REVUE AVANT LA BATAILLE

V

REVUE AVANT LA BATAILLE

Déjà le souper était prêt ; on l’avait servi sur la terrasse, et nous attendions l’hôte et sa maîtresse. Statilia se précipita haletante, toute parée et parfumée, craignant d’être en retard. Puis Cadicia parut, sans Scévinus, un peu fière, enflant les narines au plaisir de se sentir belle ; elle semblait avoir dévalisé tous les joailliers de Baia tant elle était couverte d’or, d’émeraudes et de perles. Mais la vieille Juive, sans se laisser émouvoir par cet étalage, l’apostropha d’une voix de cardeuse de laine :

« Tu n’as pas honte de te pavaner ainsi un jour comme ce jourd’hui ?

— Qu’est-ce qu’il a ce jourd’hui, répliqua la jeune femme qui semblait ne pas reconnaître sa Pétronia ; il ne fait pas assez beau pour toi, peut-être ? Vieille chouette ! Tu n’as donc pas vu le soleil ?

— Malheureusement si, je l’ai vu, et j’ai vu aussi ce qu’il a éclairé. C’était du propre ! J’en ai rougi.

— Je ne croyais pas que tu avais des couleurs, comme ça, à ta disposition.

— Impudique, va, je fermerai ton bec.

— Impudique toi-même ! Vieux bassin ébréché !

— Oses-tu bien !… s’écria Pétronia suffoquée.

— Oui, oui, oui ! J’ose ! Et si tu n’en as pas assez, je continue, paillasse pourrie pour les esclaves, torchon crotté de lupanar !

— Vous l’entendez tous, reprit Pétronia en se tournant vers les convives. Une femme de mon âge doit-elle tolérer qu’une morveuse de cette taille me parle avec une telle incontinence ?

— Non, c’est dégoûtant, dit Statilia devenue accusatrice de son amie du matin, ma mère ne m’aurait jamais laissé tenir un pareil langage, et elle eût bien fait.

— Attends, tu vas voir ! » s’écria Pétronia.

Elle s’élança sur Cadicia et la secoua comme un arbre à fruits. Toute la joaillerie de la révoltée en résonna. Puis voyant que Cadicia, encore insoumise, se débattait entre ses bras, prête à mordre, prête à ruer, elle la claqua convenablement sur la joue gauche et sur la joue droite. Du coup, l’arrogance de la mignonne creva, pareille à une outre trop gonflée.

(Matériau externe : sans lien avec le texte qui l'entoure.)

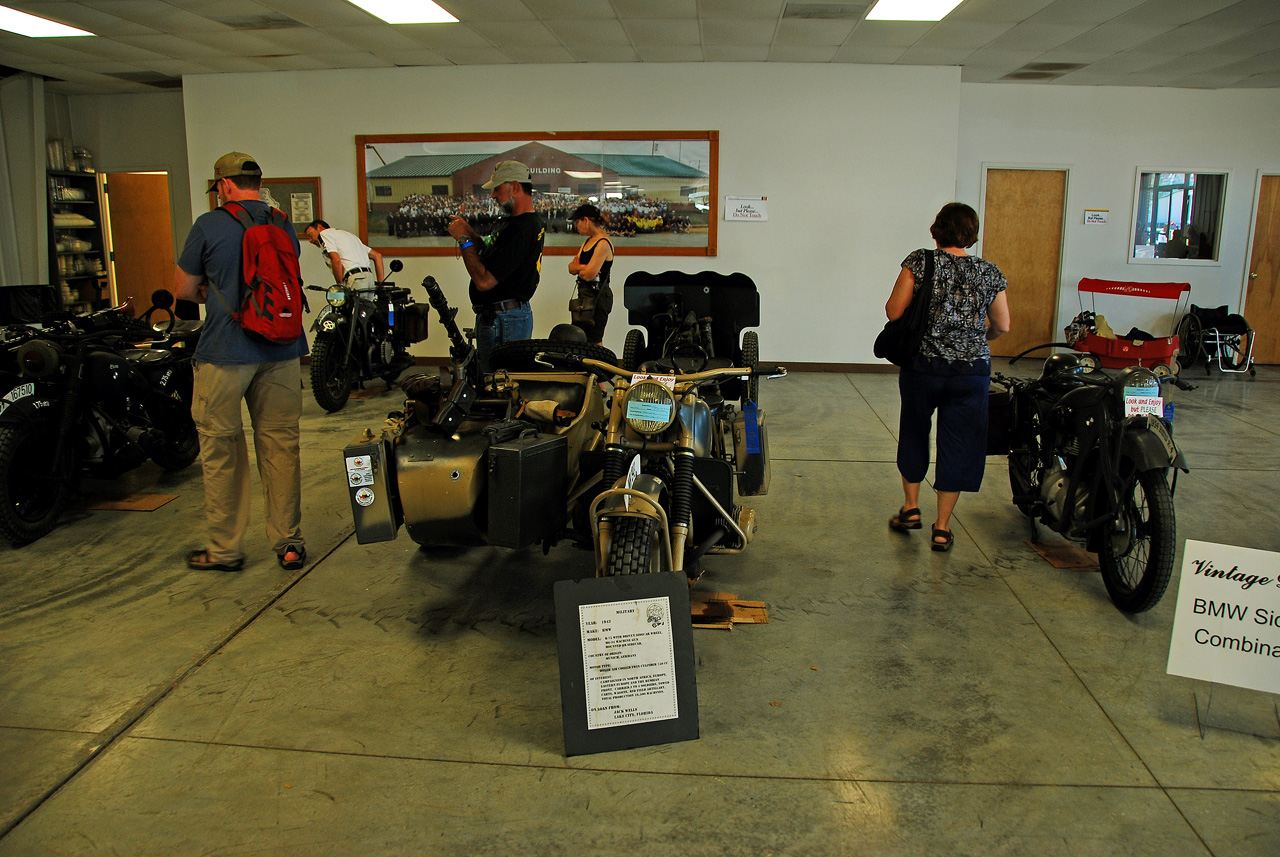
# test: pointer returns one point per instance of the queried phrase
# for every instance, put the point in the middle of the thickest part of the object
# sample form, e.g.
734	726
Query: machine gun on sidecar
535	452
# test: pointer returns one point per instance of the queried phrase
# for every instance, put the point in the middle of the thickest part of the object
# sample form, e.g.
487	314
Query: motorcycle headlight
39	358
650	407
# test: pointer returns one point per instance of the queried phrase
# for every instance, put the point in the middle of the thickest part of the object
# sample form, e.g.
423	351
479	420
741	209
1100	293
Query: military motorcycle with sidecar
535	452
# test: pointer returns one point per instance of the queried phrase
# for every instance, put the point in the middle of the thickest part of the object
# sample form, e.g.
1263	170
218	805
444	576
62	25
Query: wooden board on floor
1064	554
132	503
722	610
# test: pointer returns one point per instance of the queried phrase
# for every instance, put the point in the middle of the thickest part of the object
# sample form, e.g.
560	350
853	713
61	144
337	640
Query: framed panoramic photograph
656	189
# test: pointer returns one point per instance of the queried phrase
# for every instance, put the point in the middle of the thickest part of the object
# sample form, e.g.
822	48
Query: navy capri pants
958	392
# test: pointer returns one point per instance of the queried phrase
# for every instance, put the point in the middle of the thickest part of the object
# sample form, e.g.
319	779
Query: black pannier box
528	489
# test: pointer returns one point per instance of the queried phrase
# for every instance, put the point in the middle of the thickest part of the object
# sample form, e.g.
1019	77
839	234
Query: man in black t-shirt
504	273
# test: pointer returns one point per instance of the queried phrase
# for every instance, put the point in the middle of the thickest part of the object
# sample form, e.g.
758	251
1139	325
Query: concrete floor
396	700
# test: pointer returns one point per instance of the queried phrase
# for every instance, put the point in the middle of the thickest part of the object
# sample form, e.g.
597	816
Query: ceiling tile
469	55
604	53
670	53
469	10
158	15
576	9
803	32
542	54
740	8
662	31
515	33
416	56
444	36
588	32
963	33
736	53
656	8
803	54
890	33
872	54
741	31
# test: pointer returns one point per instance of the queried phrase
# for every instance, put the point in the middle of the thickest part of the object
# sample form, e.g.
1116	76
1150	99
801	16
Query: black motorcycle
88	395
1089	459
360	335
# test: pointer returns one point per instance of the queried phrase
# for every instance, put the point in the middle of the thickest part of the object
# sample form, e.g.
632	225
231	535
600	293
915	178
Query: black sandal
293	564
901	523
946	535
200	560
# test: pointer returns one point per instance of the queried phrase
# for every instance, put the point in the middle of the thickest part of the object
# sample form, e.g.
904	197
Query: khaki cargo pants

Sous l’outrage, elle s’aplatit contre la table, la tête dans les mains et tendant les coudes, devenue une toute petite enfant. Ses bras formaient maintenant les anses de son joli corps, par lesquelles ses voisines, au milieu de grands rires. la secouaient inutilement pour l’apaiser ; mais elles ne faisaient que l’irriter davantage et provoquer de longs gémissements, qui éclataient dans son nez et allaient finir dans les arrière-profondeurs de son aimable personne.

Vatinius se pencha vers Statilia et lui dit :

« Cette vieille sotte vient, sans le savoir, d’incliner la Fortune vers toi. Tiens, regarde la belle. »

Cadicia, à la façon d’une tortue qui sort de sa carapace, allongeait une tête rouge, rechignée, toute luisante. Une grimace lui mettait un pli à la bouche, creusait autour des joues une gerbe de rides. Le fard, mêlé aux larmes et déplacé par les doigts, coulait en rigoles noires et roses, et barbouillait la bouche d’un jus de mûres écrasées. Elle promena un regard effaré sur l’assistance et, vite, recacha sa figure.

« Est-elle jolie ! s’écria Vatinius d’un ton gouailleur.

— Elle n’a jamais été si ridicule, répliqua Statilia. Avec tous ses bijoux, ce n’est qu’une déesse dépeinte.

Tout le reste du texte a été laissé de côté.